Baha'i Movement targets dissenters
The Baha'i movement is experiencing growing conflicts and dissent over its members involvement in computer forums, reports Gnosis, (Winter), a magazine on esoteric spirituality. While regarded as a liberal and nondogmatic religion, the worldwide Baha'i community has enforced "rigid controls for discourse on internal matters, with all publications controlled or censored by the administration; even mild dissent is regarded as treasonous," writes K. Paul Johnson. The Baha'is gained most of their members in the U.S. in the early 1970s, although membership levels have been stagnant since. Some of the young converts of the 1970s became scholars of Persian, Middle Eastern history and related fields. In 1994, a discussion group on the Internet was started by these scholars which often questioned or addressed controversial teachings.

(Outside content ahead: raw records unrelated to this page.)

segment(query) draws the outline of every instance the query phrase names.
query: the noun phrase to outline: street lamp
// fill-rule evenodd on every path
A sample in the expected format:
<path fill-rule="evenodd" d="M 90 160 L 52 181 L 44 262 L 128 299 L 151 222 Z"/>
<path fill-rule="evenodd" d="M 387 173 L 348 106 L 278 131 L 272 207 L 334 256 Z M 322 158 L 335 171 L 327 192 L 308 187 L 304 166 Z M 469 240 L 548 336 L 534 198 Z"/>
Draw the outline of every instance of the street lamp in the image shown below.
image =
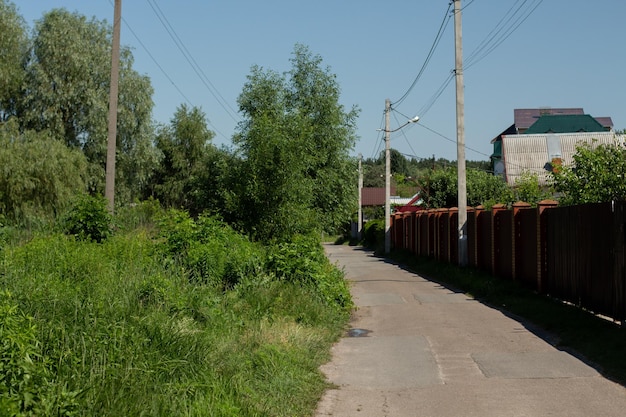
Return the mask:
<path fill-rule="evenodd" d="M 385 100 L 385 129 L 378 129 L 378 131 L 385 132 L 385 255 L 391 252 L 391 163 L 390 163 L 390 145 L 389 134 L 397 132 L 408 124 L 417 123 L 419 116 L 408 120 L 402 126 L 389 130 L 389 114 L 391 113 L 391 101 Z"/>

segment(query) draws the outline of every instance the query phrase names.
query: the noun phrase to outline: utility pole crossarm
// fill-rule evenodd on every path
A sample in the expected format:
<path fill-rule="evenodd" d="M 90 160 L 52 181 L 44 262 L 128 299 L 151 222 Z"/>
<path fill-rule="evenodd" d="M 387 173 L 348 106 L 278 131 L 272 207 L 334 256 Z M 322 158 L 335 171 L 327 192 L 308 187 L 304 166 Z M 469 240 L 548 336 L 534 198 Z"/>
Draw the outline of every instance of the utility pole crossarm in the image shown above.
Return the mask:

Dissent was voiced over women's exclusion from the Baha'i governing body, the Universal House of Justice, and the teaching that Baha'is are destined to take over all functions of local and national government and create an international government. The position that any Baha'i writing about the movement has to submit such writings for review to Baha'i leaders also drew a good deal of criticism from the discussion group (which numbered about 100 members), which is called Talisman. After almost two years of existence, Talisman became the focus of a series of investigations by authorities at the Baha'i World Center in Haifa, Israel and also by leaders in the U.S. Baha'i leaders have called the scholars and their sympathizers "dissidents," with more conservative members charging that they are "covenant breakers," which means advocating an alternative source of authority in the religion. Baha'is are ordered to avoid all contact with covenant breakers. Although Talisman disbanded last May, an ex-Baha'i has recently opened a new Talisman group.